El muchacho nacido en Mobile, Alabama el 5 de febrero de 1934, traía consigo una estrella refulgente que lo guiaría en cada paso del deporte del béisbol. Dentro de toda la retrospectiva deportiva se pueden unir muchos cables que tenían en su razón de ser la "dinga y madinga" de esta raza.

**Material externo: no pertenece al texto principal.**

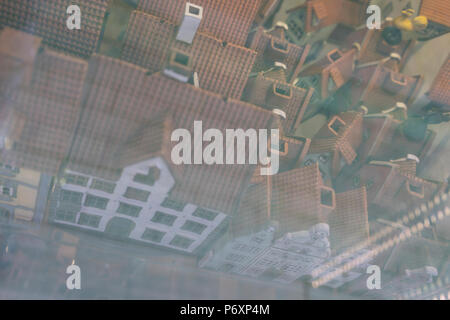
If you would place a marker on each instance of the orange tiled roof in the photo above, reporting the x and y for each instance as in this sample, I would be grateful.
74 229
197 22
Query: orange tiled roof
227 20
339 68
50 107
440 90
296 199
17 53
349 223
346 141
293 59
222 68
258 88
380 88
47 20
436 10
117 107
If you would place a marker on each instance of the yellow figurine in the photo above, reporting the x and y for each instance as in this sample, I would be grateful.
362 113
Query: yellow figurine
406 23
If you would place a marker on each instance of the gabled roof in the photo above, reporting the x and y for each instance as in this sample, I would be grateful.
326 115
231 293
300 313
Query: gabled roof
49 110
336 65
227 20
440 90
379 87
349 223
331 12
291 55
343 142
117 108
17 53
47 19
436 10
261 91
292 199
296 199
374 47
222 67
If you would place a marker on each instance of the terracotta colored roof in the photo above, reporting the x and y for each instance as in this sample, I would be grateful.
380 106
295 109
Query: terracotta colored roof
349 223
345 141
50 107
440 90
374 48
266 8
436 10
261 42
149 141
260 91
47 20
227 20
380 128
253 213
118 107
337 65
296 199
380 88
222 68
331 12
17 53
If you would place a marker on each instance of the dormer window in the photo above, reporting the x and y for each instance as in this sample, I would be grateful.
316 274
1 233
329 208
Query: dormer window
277 50
191 21
284 91
279 45
148 179
417 190
281 148
181 58
326 197
179 66
394 82
192 9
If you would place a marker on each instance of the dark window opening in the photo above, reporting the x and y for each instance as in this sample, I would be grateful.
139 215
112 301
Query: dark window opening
153 235
164 218
181 242
95 202
181 59
194 10
283 91
4 215
172 204
205 214
335 56
326 198
280 46
148 179
90 220
415 189
136 194
337 125
129 210
193 226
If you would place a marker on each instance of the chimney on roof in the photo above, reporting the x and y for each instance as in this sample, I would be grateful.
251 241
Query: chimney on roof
279 30
277 49
279 95
191 21
179 66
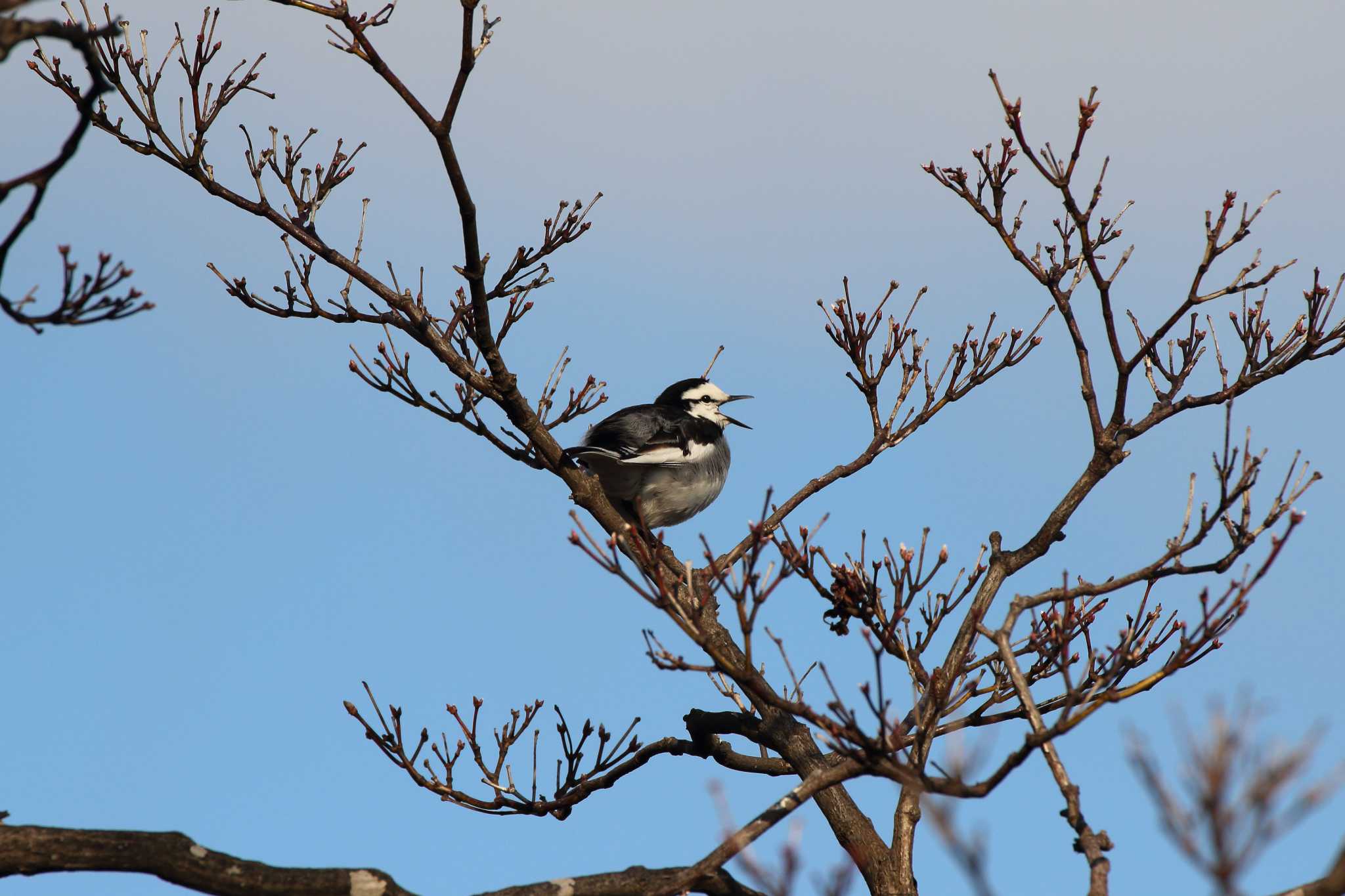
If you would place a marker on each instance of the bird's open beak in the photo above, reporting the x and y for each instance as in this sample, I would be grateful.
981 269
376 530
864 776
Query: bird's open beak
735 398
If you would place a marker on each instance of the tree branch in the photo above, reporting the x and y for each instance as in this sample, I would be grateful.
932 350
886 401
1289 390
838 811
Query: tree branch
29 849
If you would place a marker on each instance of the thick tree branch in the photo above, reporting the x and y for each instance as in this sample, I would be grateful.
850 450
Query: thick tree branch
29 849
1329 884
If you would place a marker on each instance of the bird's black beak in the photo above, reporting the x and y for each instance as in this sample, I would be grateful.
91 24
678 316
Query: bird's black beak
735 398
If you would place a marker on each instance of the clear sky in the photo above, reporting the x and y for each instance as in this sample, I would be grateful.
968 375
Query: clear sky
213 531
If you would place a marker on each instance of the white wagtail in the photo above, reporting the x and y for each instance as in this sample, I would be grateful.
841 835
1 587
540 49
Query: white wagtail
665 463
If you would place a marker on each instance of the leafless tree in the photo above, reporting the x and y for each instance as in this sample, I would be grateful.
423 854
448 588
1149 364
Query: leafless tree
969 651
92 297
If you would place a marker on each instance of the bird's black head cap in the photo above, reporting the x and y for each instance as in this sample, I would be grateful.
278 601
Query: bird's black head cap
673 394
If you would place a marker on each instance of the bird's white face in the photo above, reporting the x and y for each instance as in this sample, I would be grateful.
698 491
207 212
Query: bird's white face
704 400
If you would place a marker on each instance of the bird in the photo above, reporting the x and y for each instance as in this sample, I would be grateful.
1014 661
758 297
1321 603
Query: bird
662 464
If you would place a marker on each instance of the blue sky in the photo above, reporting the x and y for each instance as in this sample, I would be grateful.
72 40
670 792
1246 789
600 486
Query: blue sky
214 531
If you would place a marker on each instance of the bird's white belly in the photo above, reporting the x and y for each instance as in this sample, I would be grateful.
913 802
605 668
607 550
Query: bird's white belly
673 495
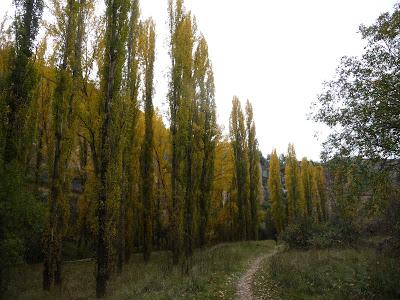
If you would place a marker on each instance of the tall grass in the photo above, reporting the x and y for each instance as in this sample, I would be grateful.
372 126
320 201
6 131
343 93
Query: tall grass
213 273
331 274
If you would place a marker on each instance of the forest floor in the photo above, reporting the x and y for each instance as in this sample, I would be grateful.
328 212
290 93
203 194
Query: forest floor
244 289
214 274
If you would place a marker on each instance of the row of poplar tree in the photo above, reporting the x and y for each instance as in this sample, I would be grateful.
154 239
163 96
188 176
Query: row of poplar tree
77 109
303 195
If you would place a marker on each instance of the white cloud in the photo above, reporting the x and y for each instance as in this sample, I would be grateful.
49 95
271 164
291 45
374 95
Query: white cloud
275 53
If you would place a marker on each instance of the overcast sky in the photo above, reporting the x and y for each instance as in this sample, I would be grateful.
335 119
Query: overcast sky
274 53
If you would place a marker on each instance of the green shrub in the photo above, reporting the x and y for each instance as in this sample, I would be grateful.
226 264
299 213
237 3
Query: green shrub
306 234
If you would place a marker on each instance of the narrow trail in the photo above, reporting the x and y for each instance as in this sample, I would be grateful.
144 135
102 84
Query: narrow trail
244 286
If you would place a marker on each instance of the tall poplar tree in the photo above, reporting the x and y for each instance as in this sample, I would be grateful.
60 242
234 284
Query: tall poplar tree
23 77
254 171
71 24
111 80
182 110
275 193
146 162
205 97
19 83
306 177
237 131
129 213
294 186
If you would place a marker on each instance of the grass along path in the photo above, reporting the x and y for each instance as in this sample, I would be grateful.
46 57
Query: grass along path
214 274
244 286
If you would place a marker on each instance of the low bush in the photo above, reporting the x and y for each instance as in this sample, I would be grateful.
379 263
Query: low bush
305 234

Los invito al pasado para ser participes del momento memorable cuando "Mr. Hammerin" Hank Aaron se conectó con la historia del béisbol. Antes repasemos al únisono los números de la carrera béisbolistica de Aaron. Participó en 3,298 partidos, fue a la caja de bateo en 12,364 ocasiones, anotó 2,174, conectó 3,771 "hits", 624 dobles, 98 triples, 755 cuadrangulares,, 2,297 carreras empujadas, promedio de 305, se ponchó en 1,383 ocasiones, 1,402 bases por bolas, 240 bases robadas, 32 bolazos recibidos y un "sluggin" de 555. Fue nombrado para el Juego de Estrellas en 24 ocasiones, bateó 40 cuadrangulares o más en ocho ocasiones.

Estoy en mi avioneta deportiva del pasado amigos, los relojes me indican que vamos al 8 de abril de 1974. Empiezo a descender en el estadio Fulton County Staduim de Atlanta, son las 9:07 de la noche, esta soplando un viento suave. Esta en la colina de los suspiros por los Dodgers el lanzador zurdo Al Downing, el públicó puesto de pies, muchos añoraban el batazo y otros seguían con la sangre envenenada con el "germen" del racismo, waoooooo. No querían entender que los tiempos habían cambiado y los récord se hicieron para romperse. Recibí una llamada desde el altísimo en la que ya era la hora de quebrar el récord, fue grandioso amigos, en la caja de bateo Hank Aaron señores buscando su cuadrangular 715. Lanza Downing y ahí va un batazo largo, largo, largo, largo, largo por encima de la verja del bosque izquierdo a 385 pies, es el 715 de Hank Aaron, lo logroooooooo amigos.

Once lanzadores latinos fueron victimas de los batazos de vuelta completa de Hank Aaron , ellos son: Juan Marichal (11), Rubén Gómez (4), Miguel cuellar (4), Guayubín Olivo (2), Juan "Terín" Pizarro (1), Pedro Borbón (1), Orlando Peña (1), Eduardo Bauta (1), Vicente "El Huevo" Romo (1), Ramón Monzat (1) y Alvin Mcbean (1).

El primer cuadrangular de su carrera en las Grandes Ligas lo conectó en un juego contra los Cardenales de San Luis frente al lanzador Vic Raschi.

La vida muchas veces no hay como entenderla, muchas veces te quita y otras veces te da. Hank Aaron no fue la excepción de la vida, fue obsequiado por ella, su arduo trabajo y su consistencia lo llevaron a caminar por el valle de la fama y la gloria.